New assistant police chief has strong roots in Grandview
Assistant Police Chief Kal Fuller
January 11, 2013
GRANDVIEW - Newly named Assistant Police Chief Kal Fuller has been an officer in Grandview for about 23 years and graduated from Prosser High School.
He replaces Mark Ware, who is retiring at the end of January.
"I guess you could say I'm a native," Fuller said. "I've lived in and around Grandview my whole life."
Fuller did live away from the area for a short time when he first got into law enforcement. His first job took him to Western Washington for a little longer than a year.
"When I saw an opening in Grandview I went for it," he said. "And that brought me home."
In Grandview Fuller has been a patrol officer, a sergeant for 15 years, has served as a detective and has been on the SWAT team for about two years.
Fuller's main goal as assistant police chief is to continue the high quality of service the agency provides for residents.
"Grandview has a very stable administration and police department," he said. "I don't believe you should change things without a good reason.
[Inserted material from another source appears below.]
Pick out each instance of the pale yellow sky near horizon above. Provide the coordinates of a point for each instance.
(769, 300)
We will tweak it as needed, but no dramatic changes."
He pointed out that he's replacing a man with more than 30 years experience.
"That's hard-earned experience, the kind you don't get without being involved and out on the street," Fuller said of Ware.
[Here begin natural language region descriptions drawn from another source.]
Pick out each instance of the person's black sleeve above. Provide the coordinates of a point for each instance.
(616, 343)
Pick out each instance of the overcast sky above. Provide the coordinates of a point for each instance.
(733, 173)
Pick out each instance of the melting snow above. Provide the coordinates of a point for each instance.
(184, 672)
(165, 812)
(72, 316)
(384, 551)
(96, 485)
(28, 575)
Police Chief Dave Charvet will also be retiring soon, another officer Fuller described as having more than 30 years of hard-earned experience.
"That makes it more important to keep the ship steady," he said.
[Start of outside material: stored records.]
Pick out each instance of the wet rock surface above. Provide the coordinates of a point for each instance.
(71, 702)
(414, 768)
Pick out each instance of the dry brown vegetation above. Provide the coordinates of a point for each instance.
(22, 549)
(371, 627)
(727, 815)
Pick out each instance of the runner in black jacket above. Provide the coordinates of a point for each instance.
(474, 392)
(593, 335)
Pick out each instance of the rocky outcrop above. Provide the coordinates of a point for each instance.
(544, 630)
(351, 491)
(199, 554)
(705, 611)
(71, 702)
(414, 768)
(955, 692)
Fuller also stressed the importance of training for police departments.
"Training is the lifeblood of an agency," he said. "You have to stay current on everything from the law to best practices so you don't get left behind."
Referring to the recent school shooting in Connecticut, Fuller said local agencies have been training for such events for years, and are ahead of most of the country in keeping training current.
"Everybody in Yakima County is trained in dealing with an active shooting," he said. "Some departments put it off, keep it a lower priority. We haven't. We're small, but that doesn't mean it will never happen here."